If your project doesn't support common platforms, you can tell your users this with the "supports" field. It uses the same platform expressions as "platform", from dependencies, as well as the "supports" field of features. For example, if your library doesn't support linux, you might write { "supports": "!linux" }.

"features" and "default-features"

The "features" field defines your project's optional features, that others may either depend on or not. It's an object, where the keys are the names of the features, and the values are objects describing the feature. "description" is required, and acts exactly like the "description" field on the global package, and "dependencies" are optional, and again act exactly like the "dependencies" field on the global package. There's also the "supports" field, which again acts exactly like the "supports" field on the global package.

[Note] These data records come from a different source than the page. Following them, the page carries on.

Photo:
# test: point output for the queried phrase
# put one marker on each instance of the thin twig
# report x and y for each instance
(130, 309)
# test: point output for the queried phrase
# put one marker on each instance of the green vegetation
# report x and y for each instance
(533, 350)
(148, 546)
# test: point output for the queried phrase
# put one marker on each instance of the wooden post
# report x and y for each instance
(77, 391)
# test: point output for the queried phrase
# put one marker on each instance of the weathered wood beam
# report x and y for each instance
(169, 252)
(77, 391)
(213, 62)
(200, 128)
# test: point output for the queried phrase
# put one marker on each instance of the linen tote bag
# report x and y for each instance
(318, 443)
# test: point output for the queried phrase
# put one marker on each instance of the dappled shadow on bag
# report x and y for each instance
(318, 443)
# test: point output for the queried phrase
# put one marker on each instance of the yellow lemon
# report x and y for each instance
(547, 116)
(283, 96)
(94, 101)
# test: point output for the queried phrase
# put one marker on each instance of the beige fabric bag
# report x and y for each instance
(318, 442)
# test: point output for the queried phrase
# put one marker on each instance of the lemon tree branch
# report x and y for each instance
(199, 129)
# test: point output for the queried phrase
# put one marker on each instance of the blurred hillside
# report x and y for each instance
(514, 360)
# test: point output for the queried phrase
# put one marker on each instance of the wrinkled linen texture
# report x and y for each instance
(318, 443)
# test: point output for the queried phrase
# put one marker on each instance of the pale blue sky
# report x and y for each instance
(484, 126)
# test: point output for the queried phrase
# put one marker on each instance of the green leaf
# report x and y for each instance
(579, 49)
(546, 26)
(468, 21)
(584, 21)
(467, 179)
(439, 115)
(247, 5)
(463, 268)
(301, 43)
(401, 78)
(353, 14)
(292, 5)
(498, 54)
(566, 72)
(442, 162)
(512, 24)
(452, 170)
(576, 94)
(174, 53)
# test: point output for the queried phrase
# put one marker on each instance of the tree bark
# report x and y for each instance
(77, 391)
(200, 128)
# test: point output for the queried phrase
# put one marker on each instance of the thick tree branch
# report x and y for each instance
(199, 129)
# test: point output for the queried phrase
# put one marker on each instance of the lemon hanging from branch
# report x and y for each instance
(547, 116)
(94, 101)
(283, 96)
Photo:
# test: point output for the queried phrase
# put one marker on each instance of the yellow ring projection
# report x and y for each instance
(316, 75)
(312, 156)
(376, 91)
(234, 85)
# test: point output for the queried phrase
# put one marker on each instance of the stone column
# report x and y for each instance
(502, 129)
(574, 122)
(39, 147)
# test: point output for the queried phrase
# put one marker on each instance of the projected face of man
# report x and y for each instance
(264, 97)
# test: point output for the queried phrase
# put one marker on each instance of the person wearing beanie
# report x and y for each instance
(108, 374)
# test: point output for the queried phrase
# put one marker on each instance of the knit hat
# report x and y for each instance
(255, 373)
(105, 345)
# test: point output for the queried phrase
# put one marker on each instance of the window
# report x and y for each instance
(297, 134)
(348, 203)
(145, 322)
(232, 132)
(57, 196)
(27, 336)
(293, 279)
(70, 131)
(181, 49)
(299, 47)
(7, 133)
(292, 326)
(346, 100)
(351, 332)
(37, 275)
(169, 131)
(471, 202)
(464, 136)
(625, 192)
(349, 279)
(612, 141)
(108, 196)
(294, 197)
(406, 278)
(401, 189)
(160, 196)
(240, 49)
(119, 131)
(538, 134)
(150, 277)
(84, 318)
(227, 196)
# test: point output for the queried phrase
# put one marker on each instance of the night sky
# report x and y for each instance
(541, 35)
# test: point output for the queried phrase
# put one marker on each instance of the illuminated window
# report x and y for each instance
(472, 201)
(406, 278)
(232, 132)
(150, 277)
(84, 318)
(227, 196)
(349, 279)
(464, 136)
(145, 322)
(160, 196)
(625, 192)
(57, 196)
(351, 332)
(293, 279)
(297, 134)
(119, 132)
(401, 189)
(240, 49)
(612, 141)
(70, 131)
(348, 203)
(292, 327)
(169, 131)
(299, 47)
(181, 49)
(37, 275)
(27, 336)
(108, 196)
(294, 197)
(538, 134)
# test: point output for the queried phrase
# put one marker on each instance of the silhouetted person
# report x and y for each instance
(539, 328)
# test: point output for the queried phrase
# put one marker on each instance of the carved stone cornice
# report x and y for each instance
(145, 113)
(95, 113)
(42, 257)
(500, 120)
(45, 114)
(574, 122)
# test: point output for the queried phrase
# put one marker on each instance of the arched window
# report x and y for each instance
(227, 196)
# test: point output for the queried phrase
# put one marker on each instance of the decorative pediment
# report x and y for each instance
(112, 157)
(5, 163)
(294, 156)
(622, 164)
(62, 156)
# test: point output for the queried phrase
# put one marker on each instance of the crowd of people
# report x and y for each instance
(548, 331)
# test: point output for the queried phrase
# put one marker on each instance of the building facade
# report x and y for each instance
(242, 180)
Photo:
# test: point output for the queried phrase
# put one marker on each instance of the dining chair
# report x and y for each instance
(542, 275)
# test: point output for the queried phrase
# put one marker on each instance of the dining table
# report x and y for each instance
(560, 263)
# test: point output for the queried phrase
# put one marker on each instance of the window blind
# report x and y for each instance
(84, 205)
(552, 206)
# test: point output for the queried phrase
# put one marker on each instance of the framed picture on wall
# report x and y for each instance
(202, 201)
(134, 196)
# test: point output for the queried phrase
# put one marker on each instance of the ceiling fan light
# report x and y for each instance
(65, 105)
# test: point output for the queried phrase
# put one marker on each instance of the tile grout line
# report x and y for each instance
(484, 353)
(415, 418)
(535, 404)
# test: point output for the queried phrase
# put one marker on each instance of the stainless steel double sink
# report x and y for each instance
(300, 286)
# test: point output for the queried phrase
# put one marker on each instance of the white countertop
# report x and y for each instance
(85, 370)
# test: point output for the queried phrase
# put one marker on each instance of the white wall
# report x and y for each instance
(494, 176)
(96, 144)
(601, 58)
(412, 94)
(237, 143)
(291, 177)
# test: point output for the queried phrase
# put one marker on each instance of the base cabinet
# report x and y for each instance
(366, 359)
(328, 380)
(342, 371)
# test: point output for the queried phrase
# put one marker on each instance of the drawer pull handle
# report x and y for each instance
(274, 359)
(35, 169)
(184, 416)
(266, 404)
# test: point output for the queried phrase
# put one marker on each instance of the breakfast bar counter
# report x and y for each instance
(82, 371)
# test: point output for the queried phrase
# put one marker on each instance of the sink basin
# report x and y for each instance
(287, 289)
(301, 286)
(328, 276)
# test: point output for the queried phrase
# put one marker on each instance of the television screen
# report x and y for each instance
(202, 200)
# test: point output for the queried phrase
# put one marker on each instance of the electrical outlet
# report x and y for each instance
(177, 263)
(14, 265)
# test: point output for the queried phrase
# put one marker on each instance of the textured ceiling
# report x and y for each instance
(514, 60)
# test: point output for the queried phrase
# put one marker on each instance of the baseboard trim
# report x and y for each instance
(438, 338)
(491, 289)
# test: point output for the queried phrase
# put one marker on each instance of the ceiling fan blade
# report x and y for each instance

You also have control over which features are default, if a person doesn't ask for anything specific, and that's the "default-features" field, which is an array of feature names.

Example:

{
  "name": "libdb",
  "description": [
    "An example database library.",
    "Optionally uses one of CBOR, JSON, or CSV as a backend."
  ],
  "default-features": [ "cbor", "csv", "json" ],
  "features": {
    "cbor": {
      "description": "The CBOR backend",
      "dependencies": [
        {
          "$explanation": [
            "This is currently how you tell vcpkg that the cbor feature depends on the json feature of this package",
            "We're looking into making this easier"
          ],
          "name": "libdb",
          "default-features": false,
          "features": [ "json" ]
        }
      ]
    },
    "csv": {
      "description": "The CSV backend",
      "dependencies": [
        "fast-cpp-csv-parser"
      ]
    },
    "gui": {
      "description": "The GUI libdb database viewer.",
      "supports": "windows | osx"
    }
    "json": {
      "description": "The JSON backend",
      "dependencies": [
        "jsoncons"
      ]
    },
  }
}

Command Line Interface

The command line interface around the new manifest mode is pretty simple. There's only one command that one really needs to worry about, vcpkg install, although vcpkg search is still useful. Since manifest mode is still in beta, you'll need to pass a feature flag: manifests. There are a few ways to pass this feature flag:

  • --feature-flags option: On any vcpkg command, you can pass --feature-flags=manifests
  • VCPKG_FEATURE_FLAGS environment variable: one can set the environment variable VCPKG_FEATURE_FLAGS to manifests.

vcpkg install

Once one has written a manifest file, they can run vcpkg install in any subdirectory of the directory containing vcpkg.json. It will install all of the dependencies for the default triplet into <directory containing vcpkg.json>/vcpkg_installed. If you want to switch the triplet (for example, this is very common on windows, where the default triplet is x86-windows, not x64-windows), you can pass it with the --triplet option: vcpkg install --triplet x64-windows (or whatever). Then, vcpkg will install all the dependencies, and you're ready to go!

CMake Integration

The CMake integration acts exactly like the existing CMake integration. One passes the toolchain file, located at [vcpkg root]/scripts/buildsystems/vcpkg.cmake, to the CMake invocation via the CMAKE_TOOLCHAIN_FILE variable. Then, CMake will install all dependencies into the build directory, and you're good! It ends up that you only have to run CMake, and vcpkg is called only as part of the build process. Unlike bare vcpkg, the feature flag is not required, since the CMake integration won't break as long as you depending on the exact naming of vcpkg's installed directory.

Example:

> cmake -B builddir -S . -DCMAKE_TOOLCHAIN_FILE=[vcpkg root]/scripts/buildsystems/vcpkg.cmake
> cmake --build builddir

with a vcpkg.json in the same directory as CMakeLists.txt should Just Work!